= Brahms Mount =

Textile manufacturer

Brahms Mount is a textiles manufacturer, established in 1983 in Hallowell, Maine. It designs and creates a variety of soft furnishings in natural fibers, including blankets and throws, using traditional weaving techniques and antique equipment.

==History==
The company was established as Brahms Mount Textiles by Claudia Brahms and Noel Mount. They purchased and renovated two buildings formerly used for Hallowell's granite manufacturing industry to create a textile mill and factory store overlooking the Kennebec River. Brahms comes from a family of interior and fashion designers and Mount comes from a linen weaving family in Northern Ireland.

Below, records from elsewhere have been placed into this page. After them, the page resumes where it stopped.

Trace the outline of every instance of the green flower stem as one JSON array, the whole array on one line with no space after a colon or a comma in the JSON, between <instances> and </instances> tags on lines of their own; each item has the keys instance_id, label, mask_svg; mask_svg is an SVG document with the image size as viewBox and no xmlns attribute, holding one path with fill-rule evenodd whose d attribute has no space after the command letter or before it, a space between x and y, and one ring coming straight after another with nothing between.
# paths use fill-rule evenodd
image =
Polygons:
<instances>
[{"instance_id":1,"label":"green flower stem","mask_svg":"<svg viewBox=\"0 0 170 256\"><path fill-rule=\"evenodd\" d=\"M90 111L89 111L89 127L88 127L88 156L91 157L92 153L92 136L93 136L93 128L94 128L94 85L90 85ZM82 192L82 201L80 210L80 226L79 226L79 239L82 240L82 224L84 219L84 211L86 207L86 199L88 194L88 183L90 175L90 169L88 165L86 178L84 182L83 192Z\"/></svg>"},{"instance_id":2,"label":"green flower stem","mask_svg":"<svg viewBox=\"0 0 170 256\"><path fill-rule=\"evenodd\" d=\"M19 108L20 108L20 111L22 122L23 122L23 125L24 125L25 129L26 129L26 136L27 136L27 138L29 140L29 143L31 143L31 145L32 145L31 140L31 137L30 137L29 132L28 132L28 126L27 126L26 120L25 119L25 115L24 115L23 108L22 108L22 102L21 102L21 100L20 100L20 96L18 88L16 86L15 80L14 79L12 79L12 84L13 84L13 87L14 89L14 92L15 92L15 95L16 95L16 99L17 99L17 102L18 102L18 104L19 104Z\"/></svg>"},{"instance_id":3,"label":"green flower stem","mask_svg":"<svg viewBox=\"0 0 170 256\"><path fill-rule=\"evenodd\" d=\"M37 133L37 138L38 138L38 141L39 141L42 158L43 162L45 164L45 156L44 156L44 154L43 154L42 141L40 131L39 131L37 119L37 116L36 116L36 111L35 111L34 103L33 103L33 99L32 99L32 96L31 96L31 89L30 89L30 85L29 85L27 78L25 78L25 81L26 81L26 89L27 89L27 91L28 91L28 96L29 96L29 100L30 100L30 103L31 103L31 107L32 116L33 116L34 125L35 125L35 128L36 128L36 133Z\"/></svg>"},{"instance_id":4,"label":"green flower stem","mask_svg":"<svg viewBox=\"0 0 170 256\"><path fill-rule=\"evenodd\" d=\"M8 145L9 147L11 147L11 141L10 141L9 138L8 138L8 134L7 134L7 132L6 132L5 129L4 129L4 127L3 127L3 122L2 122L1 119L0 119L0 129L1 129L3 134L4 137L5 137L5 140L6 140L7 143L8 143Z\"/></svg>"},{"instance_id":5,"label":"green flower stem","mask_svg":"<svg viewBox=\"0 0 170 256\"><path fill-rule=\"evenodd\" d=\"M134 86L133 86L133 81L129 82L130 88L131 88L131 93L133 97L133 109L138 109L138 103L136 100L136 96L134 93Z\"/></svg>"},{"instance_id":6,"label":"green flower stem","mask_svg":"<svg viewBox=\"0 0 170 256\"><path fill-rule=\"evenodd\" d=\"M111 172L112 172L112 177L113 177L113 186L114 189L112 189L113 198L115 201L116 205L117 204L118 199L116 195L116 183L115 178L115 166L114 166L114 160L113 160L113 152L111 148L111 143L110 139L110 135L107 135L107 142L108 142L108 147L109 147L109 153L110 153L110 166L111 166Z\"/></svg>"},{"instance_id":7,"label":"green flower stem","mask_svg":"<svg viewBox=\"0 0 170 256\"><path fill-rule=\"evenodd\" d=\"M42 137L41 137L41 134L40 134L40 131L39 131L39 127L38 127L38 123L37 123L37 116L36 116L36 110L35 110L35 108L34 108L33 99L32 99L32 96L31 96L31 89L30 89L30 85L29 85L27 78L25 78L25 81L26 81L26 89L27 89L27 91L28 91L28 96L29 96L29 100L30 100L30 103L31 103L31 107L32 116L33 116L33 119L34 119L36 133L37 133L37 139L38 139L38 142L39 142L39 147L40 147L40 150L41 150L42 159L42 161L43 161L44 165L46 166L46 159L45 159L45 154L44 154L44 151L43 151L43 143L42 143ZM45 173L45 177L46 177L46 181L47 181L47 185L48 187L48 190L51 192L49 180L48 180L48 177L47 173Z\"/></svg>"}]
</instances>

Antique Crompton and Knowles W3 Shuttle power looms were sourced from Knox Mill, Bates Mill, Cascade Mill, and Biddeford Mill, and were Brahms Mount's first production looms.

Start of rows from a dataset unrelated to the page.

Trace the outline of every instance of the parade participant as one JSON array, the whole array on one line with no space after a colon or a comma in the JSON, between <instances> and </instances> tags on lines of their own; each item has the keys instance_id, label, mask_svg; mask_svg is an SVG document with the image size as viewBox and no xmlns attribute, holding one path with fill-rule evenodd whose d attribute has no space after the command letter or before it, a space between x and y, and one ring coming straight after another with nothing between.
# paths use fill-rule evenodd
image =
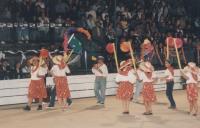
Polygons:
<instances>
[{"instance_id":1,"label":"parade participant","mask_svg":"<svg viewBox=\"0 0 200 128\"><path fill-rule=\"evenodd\" d=\"M140 64L140 69L143 71L139 76L143 82L143 100L145 105L144 115L152 115L152 103L156 101L153 83L155 81L154 67L150 62L146 61Z\"/></svg>"},{"instance_id":2,"label":"parade participant","mask_svg":"<svg viewBox=\"0 0 200 128\"><path fill-rule=\"evenodd\" d=\"M98 56L97 64L92 67L92 72L95 75L94 91L97 98L97 103L104 104L108 69L106 64L104 63L103 56Z\"/></svg>"},{"instance_id":3,"label":"parade participant","mask_svg":"<svg viewBox=\"0 0 200 128\"><path fill-rule=\"evenodd\" d=\"M138 63L140 64L141 61ZM133 96L133 102L135 103L139 103L139 96L140 96L140 92L142 91L142 87L143 87L143 83L142 83L142 80L140 80L139 78L139 75L142 73L141 69L140 68L137 68L137 74L136 74L136 88L135 88L135 93L134 93L134 96Z\"/></svg>"},{"instance_id":4,"label":"parade participant","mask_svg":"<svg viewBox=\"0 0 200 128\"><path fill-rule=\"evenodd\" d=\"M24 110L31 110L33 99L39 99L37 110L42 110L42 100L47 97L44 82L44 77L47 74L47 66L42 59L35 56L29 62L31 64L31 82L28 88L28 105Z\"/></svg>"},{"instance_id":5,"label":"parade participant","mask_svg":"<svg viewBox=\"0 0 200 128\"><path fill-rule=\"evenodd\" d=\"M173 98L173 88L174 88L174 68L172 67L170 61L165 61L165 77L161 78L161 80L166 81L166 96L170 102L169 109L176 109L176 103Z\"/></svg>"},{"instance_id":6,"label":"parade participant","mask_svg":"<svg viewBox=\"0 0 200 128\"><path fill-rule=\"evenodd\" d=\"M51 62L51 65L53 65L53 62L52 61L50 62ZM56 87L55 87L54 81L53 81L53 84L48 86L48 92L49 92L49 105L46 108L54 108L55 101L56 101ZM68 103L68 106L72 104L72 100L70 97L67 98L67 103Z\"/></svg>"},{"instance_id":7,"label":"parade participant","mask_svg":"<svg viewBox=\"0 0 200 128\"><path fill-rule=\"evenodd\" d=\"M116 82L119 85L116 96L122 101L123 114L129 114L129 104L133 96L134 83L136 82L131 61L122 61L120 63L120 71L116 76Z\"/></svg>"},{"instance_id":8,"label":"parade participant","mask_svg":"<svg viewBox=\"0 0 200 128\"><path fill-rule=\"evenodd\" d=\"M51 68L50 72L56 85L58 103L59 105L63 105L63 109L66 109L68 107L66 101L71 97L66 76L66 73L70 73L70 70L62 55L53 57L52 61L55 65Z\"/></svg>"},{"instance_id":9,"label":"parade participant","mask_svg":"<svg viewBox=\"0 0 200 128\"><path fill-rule=\"evenodd\" d=\"M182 76L186 79L187 84L187 99L190 105L190 114L197 116L198 113L198 75L200 73L199 68L194 62L189 62L188 65L181 70Z\"/></svg>"}]
</instances>

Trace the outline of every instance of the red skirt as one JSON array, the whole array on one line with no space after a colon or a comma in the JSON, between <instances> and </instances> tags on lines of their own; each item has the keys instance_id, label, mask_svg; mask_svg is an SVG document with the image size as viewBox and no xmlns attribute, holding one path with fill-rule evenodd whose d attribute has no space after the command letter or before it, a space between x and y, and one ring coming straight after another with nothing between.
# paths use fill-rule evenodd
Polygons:
<instances>
[{"instance_id":1,"label":"red skirt","mask_svg":"<svg viewBox=\"0 0 200 128\"><path fill-rule=\"evenodd\" d=\"M116 96L120 100L130 100L133 97L133 84L120 82Z\"/></svg>"},{"instance_id":2,"label":"red skirt","mask_svg":"<svg viewBox=\"0 0 200 128\"><path fill-rule=\"evenodd\" d=\"M142 95L143 95L144 102L155 102L156 101L156 94L155 94L155 91L153 88L153 84L151 82L144 83Z\"/></svg>"},{"instance_id":3,"label":"red skirt","mask_svg":"<svg viewBox=\"0 0 200 128\"><path fill-rule=\"evenodd\" d=\"M56 96L57 98L69 98L71 97L68 82L66 77L55 77L56 84Z\"/></svg>"},{"instance_id":4,"label":"red skirt","mask_svg":"<svg viewBox=\"0 0 200 128\"><path fill-rule=\"evenodd\" d=\"M41 99L47 97L44 79L31 80L28 88L28 97L33 99Z\"/></svg>"},{"instance_id":5,"label":"red skirt","mask_svg":"<svg viewBox=\"0 0 200 128\"><path fill-rule=\"evenodd\" d=\"M187 99L190 103L198 100L198 88L196 84L187 85Z\"/></svg>"}]
</instances>

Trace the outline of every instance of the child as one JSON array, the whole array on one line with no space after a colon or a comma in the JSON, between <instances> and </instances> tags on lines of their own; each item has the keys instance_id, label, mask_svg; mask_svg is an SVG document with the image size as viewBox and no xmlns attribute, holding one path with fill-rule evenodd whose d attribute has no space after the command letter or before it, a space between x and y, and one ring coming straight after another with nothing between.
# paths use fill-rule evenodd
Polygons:
<instances>
[{"instance_id":1,"label":"child","mask_svg":"<svg viewBox=\"0 0 200 128\"><path fill-rule=\"evenodd\" d=\"M150 62L144 62L140 64L140 69L142 70L139 75L139 79L143 82L143 100L145 105L144 115L152 115L152 103L156 101L156 95L154 92L153 82L155 79L154 67Z\"/></svg>"},{"instance_id":2,"label":"child","mask_svg":"<svg viewBox=\"0 0 200 128\"><path fill-rule=\"evenodd\" d=\"M117 98L122 101L123 114L129 114L129 104L133 96L133 86L136 82L136 77L133 73L130 61L122 61L120 63L120 71L116 76L116 82L119 85Z\"/></svg>"},{"instance_id":3,"label":"child","mask_svg":"<svg viewBox=\"0 0 200 128\"><path fill-rule=\"evenodd\" d=\"M50 72L54 77L58 103L59 105L63 105L63 108L66 109L68 107L66 101L71 97L66 76L66 73L70 73L70 70L62 55L55 56L52 61L55 65Z\"/></svg>"},{"instance_id":4,"label":"child","mask_svg":"<svg viewBox=\"0 0 200 128\"><path fill-rule=\"evenodd\" d=\"M197 116L198 113L198 75L199 68L194 62L189 62L188 66L181 70L182 76L186 79L187 84L187 99L190 104L190 114Z\"/></svg>"},{"instance_id":5,"label":"child","mask_svg":"<svg viewBox=\"0 0 200 128\"><path fill-rule=\"evenodd\" d=\"M174 88L174 68L172 67L171 63L166 60L165 61L165 77L161 78L161 80L166 81L166 96L170 102L169 109L176 109L176 103L173 98L173 88Z\"/></svg>"},{"instance_id":6,"label":"child","mask_svg":"<svg viewBox=\"0 0 200 128\"><path fill-rule=\"evenodd\" d=\"M42 100L47 97L47 92L44 83L44 76L47 74L47 66L44 61L34 56L30 60L31 66L31 82L28 88L28 105L24 108L25 111L31 110L33 99L39 99L37 110L42 110Z\"/></svg>"}]
</instances>

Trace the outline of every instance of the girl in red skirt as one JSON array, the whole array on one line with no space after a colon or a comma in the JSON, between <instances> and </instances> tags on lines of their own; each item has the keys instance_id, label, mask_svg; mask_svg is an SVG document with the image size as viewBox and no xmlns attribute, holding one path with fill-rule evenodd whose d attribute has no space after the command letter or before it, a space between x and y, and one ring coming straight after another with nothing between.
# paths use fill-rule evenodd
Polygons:
<instances>
[{"instance_id":1,"label":"girl in red skirt","mask_svg":"<svg viewBox=\"0 0 200 128\"><path fill-rule=\"evenodd\" d=\"M199 68L195 63L189 62L188 66L181 70L182 76L186 79L187 99L190 104L190 114L197 116L198 113L198 75ZM193 113L194 110L194 113Z\"/></svg>"},{"instance_id":2,"label":"girl in red skirt","mask_svg":"<svg viewBox=\"0 0 200 128\"><path fill-rule=\"evenodd\" d=\"M54 66L51 69L51 74L54 77L54 82L56 85L56 96L59 105L63 105L63 108L67 108L67 99L71 97L66 73L70 73L69 67L64 62L64 57L62 55L55 56L52 61Z\"/></svg>"},{"instance_id":3,"label":"girl in red skirt","mask_svg":"<svg viewBox=\"0 0 200 128\"><path fill-rule=\"evenodd\" d=\"M140 64L142 72L139 75L139 79L143 81L143 100L145 105L144 115L152 115L152 103L156 101L156 95L154 92L153 83L155 81L154 67L150 62L143 62Z\"/></svg>"},{"instance_id":4,"label":"girl in red skirt","mask_svg":"<svg viewBox=\"0 0 200 128\"><path fill-rule=\"evenodd\" d=\"M136 81L134 71L131 68L130 61L122 61L120 63L120 71L116 76L118 83L117 98L122 101L124 109L123 114L129 114L129 104L133 97L133 86Z\"/></svg>"},{"instance_id":5,"label":"girl in red skirt","mask_svg":"<svg viewBox=\"0 0 200 128\"><path fill-rule=\"evenodd\" d=\"M38 57L33 57L30 60L31 64L31 82L28 88L28 105L24 108L26 111L31 110L33 99L39 99L37 110L42 110L42 100L47 97L47 92L44 83L44 76L47 74L47 66Z\"/></svg>"}]
</instances>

In early 2009, David Kaufman, formerly of the broadcast industry, bought the company. David kept the original company name, Brahms Mount. The company was later sold to Sferra Fine Linens LLC, and in 2022 was acquired by Faribault Woolen Mill Company.

==The company today==
Brahms Mount manufactures cotton blankets and is also one of the only domestic manufacturers of top-of-bed linen woven from flax. Brahms Mount produces blankets, throws, linen towels and accessories, all made from natural fibers. Brahms Mount products have been carried by larger scale retail names, such as Neiman Marcus, as well as niche and speciality retailers in the U.S. and internationally. Products are also sold via the company's website, catalogs and factory store.

Claudia Brahms and Noel Mount continue to work with the company, designing fabric and providing engineering consultancy. In 2012, Brahms Mount acquired four more antique shuttle looms of the same vintage to increase production capacity. In 2013, having outgrown its original premises, the factory moved to a larger facility in Monmouth, Maine. The factory store was moved into a historic building in Freeport, Maine.